04/04/2012 10:31 EDT | Actualisé 04/06/2012 05:12 EDT

Une autopsie du corps du directeur de Sciences Po Richard Descoings était en cours mercredi matin à New York, où l'enquête se poursuivait après son décès encore inexpliqué, qui a suscité une énorme émotion en France où il était extrêmement respecté et populaire.

Des informations sur cette autopsie pourraient être disponibles dans la journée de mercredi, a précisé à l'AFP une porte-parole des services du médecin légiste. "L'enquête se poursuit", a déclaré de son côté un porte-parole de la police de New York.

La femme de Richard Descoings, Nadia Descoings, était attendue dans l'après-midi à New York, accompagnée des deux enfants de son premier mariage.

Mardi soir, le commissaire adjoint Paul Browne avait déclaré à l'AFP que les enquêteurs n'avaient pas de "preuve d'acte criminel". Après avoir évoqué une chambre en désordre, il avait précisé que ce désordre était dû au personnel médical qui avait cherché à ranimer M. Descoings, 53 ans, découvert mort, nu sur son lit, vers 13H00 locales.

Le désordre "n'est pas dû à une lutte", avait-il précisé, ajoutant que le corps ne portait "pas de signe de traumatisme".

Il a aussi semblé écarter l'idée d'un cambriolage qui aurait mal tourné, précisant que l'ordinateur portable de M. Descoings avait été retrouvé "à proximité". Selon la chaîne NBC, cet ordinateur et le téléphone de M. Descoings auraient été jetés par la fenêtre de sa chambre au 7e étage, et retrouvés quatre étages plus bas.

Après avoir évoqué "la possibilité que d'autres personnes se soient trouvées dans la chambre à un moment donné", M. Browne s'était ensuite refusé à tout commentaire sur le sujet.

Le New York Post, citant des sources policières, évoquait mercredi la visite de "deux hommes", et des bouteilles d'alcool vides et des anti-dépresseurs trouvés dans la chambre.

Le directeur de Sciences Po était descendu dans la chambre 723 de l'hôtel Michelangelo, dans le centre de Manhattan, pour participer à une conférence de dirigeants d'universités à l'université de Columbia, sous l'égide du secrétaire général de l'ONU, Ban Ki-moon.

Sa mort a suscité une énorme émotion dans le monde politique en France, où de nombreux dirigeants ont salué un homme d'exception, un visionnaire qui durant ses 16 ans à la tête de Sciences Po Paris a transformé en profondeur la célèbre école qui forme une partie des élites françaises.

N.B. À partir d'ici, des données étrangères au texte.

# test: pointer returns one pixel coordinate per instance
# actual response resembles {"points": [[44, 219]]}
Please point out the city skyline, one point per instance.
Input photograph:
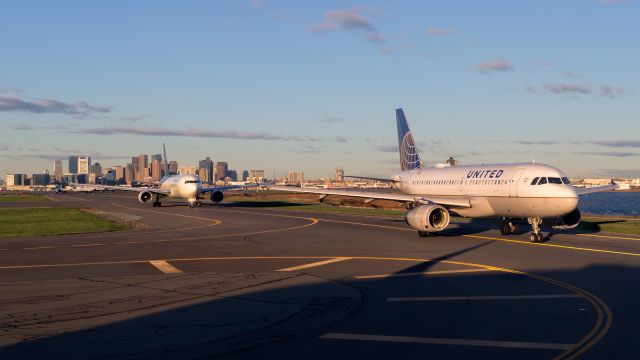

En déplacement à Montréal, Guillaume Pepy, patron de la SNCF et ami très proche de M. Descoings, a été appelé pour se rendre sur les lieux du drame, ont précisé à l'AFP des sources proches de la famille.

A Science Po, une foule silencieuse d'élèves et enseignants a rendu mercredi un hommage ému à ce directeur hors normes.

"+Richie+, c'était un peu une idole, quelqu'un de mythique, mais il restait accessible", racontait Yann Kerhoas, étudiant en première année.

Le président Nicolas Sarkozy a salué un homme "à la carrière exceptionnelle d'un grand serviteur de l'Etat" qui a "profondément réformé" Sciences Po.

François Hollande, candidat socialiste à l'élection présidentielle, a salué en M. Descoings "l'une des figures les plus importantes et les plus reconnues du monde éducatif et universitaire".

M. Descoings avait récemment regretté son "outing forcé" : "je ne vois pas ce que ma prétendue homosexualité a à voir. C'est en plus survenu à l'occasion de mon mariage. Que répondre ? Que je ne suis pas homosexuel ? Non, rien".

Après l'affaire DSK en mai dernier, c'est la deuxième fois en 10 mois que la police new-yorkaise mène une enquête sur une importante personnalité française.